Agora, se Bolsonaro reconheceu esse desespero crescente da população ou não, ele mais do que qualquer outro candidato se transformou no mensageiro da mudança, se identificou (seja por intuição, análise ou oportunidade) e martelou nas questões que são as maiores preocupações dos brasileiros: os níveis chocantes de corrupção, o crime e a violência, a crise econômica e os péssimos serviços públicos.

Ele propôs soluções radicais e quase indizíveis, como a tortura e execução de criminosos e a volta da ditadura militar. Essas posições podem até ter sido rejeitadas pelos eleitores, mas ressaltaram o seu comprometimento (ou obsessão) em confrontar o que os brasileiros médios enxergam como os problemas mais preocupantes do país. Seu louvor pelo regime militar, por exemplo, pode ser visto como uma ameaça à democracia, mas também pode ser entendido como uma metáfora por uma transformação radical do Brasil.

EXAME - Do outro lado do espectro, temos Fernando Haddad (PT), substituindo a candidatura do ex-presidente Lula. Como você enxerga a estratégia do partido durante a corrida presidencial?

Peter Hakim – O PT não teve uma estratégia. Eles tinham uma marca e queriam vendê-la: Luiz Inácio Lula da Silva. Inicialmente, a tarefa do partido era a de tentar colocar Lula nas urnas. Embora não tenham obtido sucesso, a batalha legal segue colocando o político nos holofotes, trazendo a atenção de seus apoiadores e detratores.

Lula sempre esteve no topo das pesquisas, mas também detinha o maior nível de rejeição entre todos os candidatos. Um terço da população o queria de volta ao poder, enquanto cerca de 50% estava satisfeita em vê-lo preso.

Quando Lula foi finalmente declarado inelegível e Haddad nomeado seu substituto, o desafio era o de convencer os eleitores de que Haddad adotaria a agenda de Lula e seria seu interlocutor. Em partes, esse plano funcionou e os seus apoiadores se multiplicaram, alavancando sua candidatura ao segundo turno, logo atrás de Bolsonaro, e com uma liderança evidente ante os outros rivais.
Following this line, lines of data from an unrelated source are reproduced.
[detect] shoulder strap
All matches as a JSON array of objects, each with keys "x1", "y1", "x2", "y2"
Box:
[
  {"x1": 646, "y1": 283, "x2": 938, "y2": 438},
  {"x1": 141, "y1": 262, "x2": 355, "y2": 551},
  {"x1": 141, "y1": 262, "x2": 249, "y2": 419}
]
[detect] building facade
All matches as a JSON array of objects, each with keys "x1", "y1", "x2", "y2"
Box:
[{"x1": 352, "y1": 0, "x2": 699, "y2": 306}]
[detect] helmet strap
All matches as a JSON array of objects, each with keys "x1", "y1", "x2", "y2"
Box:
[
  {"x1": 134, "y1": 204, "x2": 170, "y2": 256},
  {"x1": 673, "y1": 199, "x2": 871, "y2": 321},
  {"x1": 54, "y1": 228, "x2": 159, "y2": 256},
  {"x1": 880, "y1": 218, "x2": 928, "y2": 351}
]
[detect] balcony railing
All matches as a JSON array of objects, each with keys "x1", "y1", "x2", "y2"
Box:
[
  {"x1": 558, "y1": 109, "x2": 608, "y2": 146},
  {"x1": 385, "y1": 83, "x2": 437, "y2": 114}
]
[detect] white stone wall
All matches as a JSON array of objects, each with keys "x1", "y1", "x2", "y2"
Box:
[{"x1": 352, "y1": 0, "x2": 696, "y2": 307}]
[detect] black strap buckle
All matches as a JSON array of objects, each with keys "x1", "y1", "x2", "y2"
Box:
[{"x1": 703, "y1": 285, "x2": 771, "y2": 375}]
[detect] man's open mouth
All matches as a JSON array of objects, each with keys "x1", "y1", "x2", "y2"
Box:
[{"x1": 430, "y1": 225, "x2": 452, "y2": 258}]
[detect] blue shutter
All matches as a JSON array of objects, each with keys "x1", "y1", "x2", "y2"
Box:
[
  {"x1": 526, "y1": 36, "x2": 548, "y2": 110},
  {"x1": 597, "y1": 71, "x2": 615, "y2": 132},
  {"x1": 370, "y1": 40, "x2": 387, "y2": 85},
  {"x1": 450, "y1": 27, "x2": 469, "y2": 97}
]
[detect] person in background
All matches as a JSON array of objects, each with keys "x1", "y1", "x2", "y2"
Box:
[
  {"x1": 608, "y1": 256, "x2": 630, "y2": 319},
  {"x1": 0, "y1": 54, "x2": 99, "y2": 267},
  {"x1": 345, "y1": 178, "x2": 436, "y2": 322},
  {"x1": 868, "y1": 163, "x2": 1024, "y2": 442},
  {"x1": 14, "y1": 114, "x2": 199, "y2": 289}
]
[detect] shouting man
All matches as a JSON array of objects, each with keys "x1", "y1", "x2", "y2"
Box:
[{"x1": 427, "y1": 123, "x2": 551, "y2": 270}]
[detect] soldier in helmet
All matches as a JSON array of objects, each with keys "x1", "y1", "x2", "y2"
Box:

Mas os números de Haddad cresceram lentamente após a empolgação inicial na comparação com os números de Bolsonaro. A questão é se o petista conseguirá desviar sua candidatura e se estabelecer como um candidato legítimo, digno dos votos sem que isso comprometa a lealdade dos eleitores e do partido de Lula. Mesmo que ele consiga fazer isso, não há nenhuma estratégia que irá transformá-lo em vencedor.

EXAME – Em outros tempos, Geraldo Alckmin (PSDB) seria o líder natural dessa corrida eleitoral em um eventual segundo turno contra o PT. O que deu errado?

Peter Hakim – Essa é a pergunta mais difícil de responder. Como é possível que Alckmin tenha terminado a corrida com menos de 5% dos votos válidos e em quarto lugar? Afinal, Alckmin foi duas vezes governador de São Paulo, o maior estado do país. Em 2014, ele capturou quase 60% dos votos em sua vitória.

Pela maioria dos padrões, ele estava mais bem qualificado do que os 13 candidatos que concorreram à presidência neste ano. E ele fez um bom trabalho como governador em seus dois mandatos, embora tenha falhado em confrontar a corrupção dentro de seu próprio partido. Por que seus eleitores em São Paulo o abandonaram completamente? Por que sua performance como governador foi ignorada?

A única resposta que tenho é a mesma de outros analistas. Alckmin pode ter sido um bom governador, mas foi um candidato terrível – sem charme, sem carisma. E ele, mais do que qualquer outro candidato, acabou sendo mais identificado como símbolo da elite política hoje amplamente odiada. Me parece que as qualidades que lhe permitiram estabelecer uma carreira bem-sucedida na política acabaram por o transformar em inaceitável para os eleitores brasileiros em 2018.